Practice : Retrospectives Focused on Learning Wins
Purpose and Strategic Importance
Retrospectives that focus on learning wins shift reflection from purely process optimisation to celebrating insights, pivots, and validated assumptions. This reinforces a culture where learning is valued as progress.
Without this practice, teams risk treating retros as procedural, missing opportunities to embed curiosity and resilience.
Description of the Practice
- Retros highlight discoveries, failed experiments, and insight-driven pivots.
- Teams capture not just “what went wrong” but “what we learned.”

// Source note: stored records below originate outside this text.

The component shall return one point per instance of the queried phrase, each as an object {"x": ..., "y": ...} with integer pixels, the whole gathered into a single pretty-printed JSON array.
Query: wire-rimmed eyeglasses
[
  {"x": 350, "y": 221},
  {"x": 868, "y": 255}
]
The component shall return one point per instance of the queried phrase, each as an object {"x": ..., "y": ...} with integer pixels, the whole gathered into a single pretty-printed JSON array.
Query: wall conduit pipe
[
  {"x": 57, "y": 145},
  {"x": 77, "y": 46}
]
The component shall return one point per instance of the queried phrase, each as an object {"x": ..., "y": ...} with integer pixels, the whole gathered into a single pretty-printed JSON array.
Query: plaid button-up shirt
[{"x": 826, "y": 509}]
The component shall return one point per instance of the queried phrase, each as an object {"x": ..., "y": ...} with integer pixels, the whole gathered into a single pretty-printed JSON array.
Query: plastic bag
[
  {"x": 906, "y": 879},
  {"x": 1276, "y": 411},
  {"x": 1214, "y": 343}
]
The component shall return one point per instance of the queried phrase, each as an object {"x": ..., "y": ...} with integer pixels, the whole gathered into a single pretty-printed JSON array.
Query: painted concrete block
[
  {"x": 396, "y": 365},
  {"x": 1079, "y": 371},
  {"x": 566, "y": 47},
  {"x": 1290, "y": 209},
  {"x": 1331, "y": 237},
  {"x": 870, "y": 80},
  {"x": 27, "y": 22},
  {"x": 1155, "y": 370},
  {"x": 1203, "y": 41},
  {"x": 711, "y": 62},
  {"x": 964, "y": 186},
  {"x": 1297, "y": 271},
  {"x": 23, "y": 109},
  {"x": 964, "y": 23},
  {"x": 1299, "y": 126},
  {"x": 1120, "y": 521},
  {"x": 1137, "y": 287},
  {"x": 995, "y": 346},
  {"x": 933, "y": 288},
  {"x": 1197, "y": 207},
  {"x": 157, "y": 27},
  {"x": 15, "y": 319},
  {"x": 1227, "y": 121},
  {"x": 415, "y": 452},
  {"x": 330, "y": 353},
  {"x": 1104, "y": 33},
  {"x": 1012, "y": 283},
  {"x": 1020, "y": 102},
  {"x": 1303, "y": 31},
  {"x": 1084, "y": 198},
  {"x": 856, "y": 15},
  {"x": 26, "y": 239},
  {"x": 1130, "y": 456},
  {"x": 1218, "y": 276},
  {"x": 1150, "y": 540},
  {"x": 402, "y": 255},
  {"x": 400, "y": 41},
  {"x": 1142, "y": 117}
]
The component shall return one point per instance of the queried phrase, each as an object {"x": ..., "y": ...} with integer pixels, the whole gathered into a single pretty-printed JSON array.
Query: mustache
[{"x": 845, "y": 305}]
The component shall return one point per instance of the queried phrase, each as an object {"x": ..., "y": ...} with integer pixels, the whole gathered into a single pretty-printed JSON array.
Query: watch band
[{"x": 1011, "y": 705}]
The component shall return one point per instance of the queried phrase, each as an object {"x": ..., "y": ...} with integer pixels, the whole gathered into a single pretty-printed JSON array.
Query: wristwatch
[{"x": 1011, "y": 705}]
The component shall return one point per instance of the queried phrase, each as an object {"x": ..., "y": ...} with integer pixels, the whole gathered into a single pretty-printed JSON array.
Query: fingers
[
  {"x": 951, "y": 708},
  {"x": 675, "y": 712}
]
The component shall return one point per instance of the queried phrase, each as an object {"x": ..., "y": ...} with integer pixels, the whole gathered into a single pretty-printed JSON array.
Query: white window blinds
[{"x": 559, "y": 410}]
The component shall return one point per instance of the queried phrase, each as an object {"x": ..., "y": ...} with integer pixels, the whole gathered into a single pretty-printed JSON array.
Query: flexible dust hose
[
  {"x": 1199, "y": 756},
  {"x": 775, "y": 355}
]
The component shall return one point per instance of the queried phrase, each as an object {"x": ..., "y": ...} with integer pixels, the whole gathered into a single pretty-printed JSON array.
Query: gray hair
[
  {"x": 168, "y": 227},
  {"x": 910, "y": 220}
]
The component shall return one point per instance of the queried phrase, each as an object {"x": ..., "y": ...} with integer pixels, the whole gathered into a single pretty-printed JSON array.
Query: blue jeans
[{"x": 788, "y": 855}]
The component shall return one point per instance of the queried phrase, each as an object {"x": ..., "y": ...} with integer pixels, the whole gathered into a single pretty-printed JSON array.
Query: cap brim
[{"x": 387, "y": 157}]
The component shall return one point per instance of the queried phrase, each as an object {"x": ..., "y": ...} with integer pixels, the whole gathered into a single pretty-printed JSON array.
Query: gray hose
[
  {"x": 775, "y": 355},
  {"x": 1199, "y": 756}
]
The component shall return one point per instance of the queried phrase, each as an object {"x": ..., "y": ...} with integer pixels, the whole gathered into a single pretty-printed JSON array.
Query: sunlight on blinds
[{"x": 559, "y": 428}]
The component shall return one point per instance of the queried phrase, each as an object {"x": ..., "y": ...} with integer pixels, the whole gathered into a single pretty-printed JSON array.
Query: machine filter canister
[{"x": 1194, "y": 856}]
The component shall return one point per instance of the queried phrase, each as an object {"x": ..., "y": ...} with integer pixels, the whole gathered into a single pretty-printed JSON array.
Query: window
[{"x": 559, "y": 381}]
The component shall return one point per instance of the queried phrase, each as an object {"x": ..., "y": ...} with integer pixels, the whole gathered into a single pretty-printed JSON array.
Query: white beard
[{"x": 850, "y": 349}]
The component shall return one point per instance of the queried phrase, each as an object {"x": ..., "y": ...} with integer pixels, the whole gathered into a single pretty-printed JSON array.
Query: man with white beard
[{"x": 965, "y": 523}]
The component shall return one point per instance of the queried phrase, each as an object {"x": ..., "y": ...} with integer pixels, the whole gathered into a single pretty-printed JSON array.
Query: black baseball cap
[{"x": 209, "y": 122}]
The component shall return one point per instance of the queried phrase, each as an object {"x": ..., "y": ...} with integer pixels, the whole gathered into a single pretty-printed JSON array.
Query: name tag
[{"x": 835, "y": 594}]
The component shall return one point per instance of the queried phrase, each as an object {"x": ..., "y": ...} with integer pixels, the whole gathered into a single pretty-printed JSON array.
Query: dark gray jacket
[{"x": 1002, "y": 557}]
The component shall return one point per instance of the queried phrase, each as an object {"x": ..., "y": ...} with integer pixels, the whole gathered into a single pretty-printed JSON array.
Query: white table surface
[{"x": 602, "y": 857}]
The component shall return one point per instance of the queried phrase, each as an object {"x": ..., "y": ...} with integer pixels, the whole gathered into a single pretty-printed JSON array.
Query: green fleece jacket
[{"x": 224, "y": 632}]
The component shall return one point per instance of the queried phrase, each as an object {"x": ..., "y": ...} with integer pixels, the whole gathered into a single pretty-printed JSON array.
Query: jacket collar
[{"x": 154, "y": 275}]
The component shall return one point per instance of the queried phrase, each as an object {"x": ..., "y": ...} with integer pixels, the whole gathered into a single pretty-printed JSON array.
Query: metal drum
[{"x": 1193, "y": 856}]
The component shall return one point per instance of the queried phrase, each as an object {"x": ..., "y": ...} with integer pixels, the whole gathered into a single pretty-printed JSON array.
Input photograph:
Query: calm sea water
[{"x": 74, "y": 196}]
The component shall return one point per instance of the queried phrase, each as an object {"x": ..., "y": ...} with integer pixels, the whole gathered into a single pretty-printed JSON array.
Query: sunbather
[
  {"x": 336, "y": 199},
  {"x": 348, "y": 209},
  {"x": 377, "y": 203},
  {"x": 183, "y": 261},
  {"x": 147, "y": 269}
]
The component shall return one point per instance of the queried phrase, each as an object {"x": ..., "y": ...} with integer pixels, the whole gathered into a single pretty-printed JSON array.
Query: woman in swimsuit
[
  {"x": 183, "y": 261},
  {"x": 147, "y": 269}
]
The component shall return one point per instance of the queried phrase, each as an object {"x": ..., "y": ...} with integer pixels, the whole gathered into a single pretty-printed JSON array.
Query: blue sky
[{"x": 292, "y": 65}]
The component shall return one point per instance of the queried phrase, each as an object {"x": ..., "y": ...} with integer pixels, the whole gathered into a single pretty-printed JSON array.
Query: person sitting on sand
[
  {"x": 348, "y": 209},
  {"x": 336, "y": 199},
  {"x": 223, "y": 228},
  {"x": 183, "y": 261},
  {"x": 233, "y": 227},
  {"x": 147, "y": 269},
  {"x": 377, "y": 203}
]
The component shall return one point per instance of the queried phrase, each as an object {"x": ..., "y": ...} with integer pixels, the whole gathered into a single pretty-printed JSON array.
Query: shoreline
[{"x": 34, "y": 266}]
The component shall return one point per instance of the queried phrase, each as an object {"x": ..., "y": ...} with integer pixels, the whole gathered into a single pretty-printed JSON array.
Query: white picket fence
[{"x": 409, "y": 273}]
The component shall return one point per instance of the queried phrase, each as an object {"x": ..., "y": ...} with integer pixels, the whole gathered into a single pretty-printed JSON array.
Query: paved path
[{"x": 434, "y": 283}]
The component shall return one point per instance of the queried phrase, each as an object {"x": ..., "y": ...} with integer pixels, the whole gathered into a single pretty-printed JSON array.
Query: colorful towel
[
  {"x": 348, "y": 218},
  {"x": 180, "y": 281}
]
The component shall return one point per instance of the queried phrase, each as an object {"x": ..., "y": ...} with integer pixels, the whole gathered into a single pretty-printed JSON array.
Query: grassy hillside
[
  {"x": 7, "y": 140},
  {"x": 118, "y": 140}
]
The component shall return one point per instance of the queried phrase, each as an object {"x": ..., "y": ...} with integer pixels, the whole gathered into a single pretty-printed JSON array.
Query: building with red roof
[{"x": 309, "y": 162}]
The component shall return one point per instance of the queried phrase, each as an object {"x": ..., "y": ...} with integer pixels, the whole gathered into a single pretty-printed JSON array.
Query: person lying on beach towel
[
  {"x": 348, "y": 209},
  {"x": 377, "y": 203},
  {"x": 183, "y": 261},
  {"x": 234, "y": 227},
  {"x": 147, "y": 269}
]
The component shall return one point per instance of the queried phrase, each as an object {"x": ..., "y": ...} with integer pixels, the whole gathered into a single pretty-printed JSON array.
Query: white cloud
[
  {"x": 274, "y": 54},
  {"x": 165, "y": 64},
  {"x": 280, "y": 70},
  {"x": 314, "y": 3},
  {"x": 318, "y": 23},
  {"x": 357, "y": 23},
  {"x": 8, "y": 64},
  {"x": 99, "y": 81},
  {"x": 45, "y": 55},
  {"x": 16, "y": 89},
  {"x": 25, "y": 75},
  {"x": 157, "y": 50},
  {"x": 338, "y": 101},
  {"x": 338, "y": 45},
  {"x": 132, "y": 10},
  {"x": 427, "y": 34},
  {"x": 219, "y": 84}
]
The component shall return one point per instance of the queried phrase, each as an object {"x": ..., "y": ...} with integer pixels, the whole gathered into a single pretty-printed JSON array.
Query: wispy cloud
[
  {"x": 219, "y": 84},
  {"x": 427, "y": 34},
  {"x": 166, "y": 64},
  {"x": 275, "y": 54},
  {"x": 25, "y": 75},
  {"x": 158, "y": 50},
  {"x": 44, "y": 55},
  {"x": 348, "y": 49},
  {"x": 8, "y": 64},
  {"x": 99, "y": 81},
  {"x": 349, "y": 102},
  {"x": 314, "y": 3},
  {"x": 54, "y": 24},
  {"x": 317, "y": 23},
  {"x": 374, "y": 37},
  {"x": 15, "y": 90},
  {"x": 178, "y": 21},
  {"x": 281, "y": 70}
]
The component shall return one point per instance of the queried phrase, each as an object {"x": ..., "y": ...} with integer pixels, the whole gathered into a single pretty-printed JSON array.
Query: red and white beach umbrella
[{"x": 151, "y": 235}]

- Outputs feed into backlogs, playbooks, and future experiments.
How to Practise It (Playbook)
1. Getting Started
- Add a “What did we learn?” column to retrospective formats.
- Encourage teams to bring examples of experiments or discoveries.
- Document learning alongside actions.
2. Scaling and Maturing
- Standardise learning-focused retros across squads.
- Share insights across product and portfolio levels.
- Create a knowledge repository of “learning wins.”
3. Team Behaviours to Encourage
- Celebrating learning, not just delivery.
- Openness about failed assumptions.
- Pride in progress through insight.
4. Watch Out For…
- Retros dominated by delivery metrics.
- Teams fearing to share failed experiments.
- Learnings not fed back into strategy.
5. Signals of Success
- Qualitative: Teams talk about learning as much as delivery.
- Quantitative: Increase in documented learnings influencing decisions.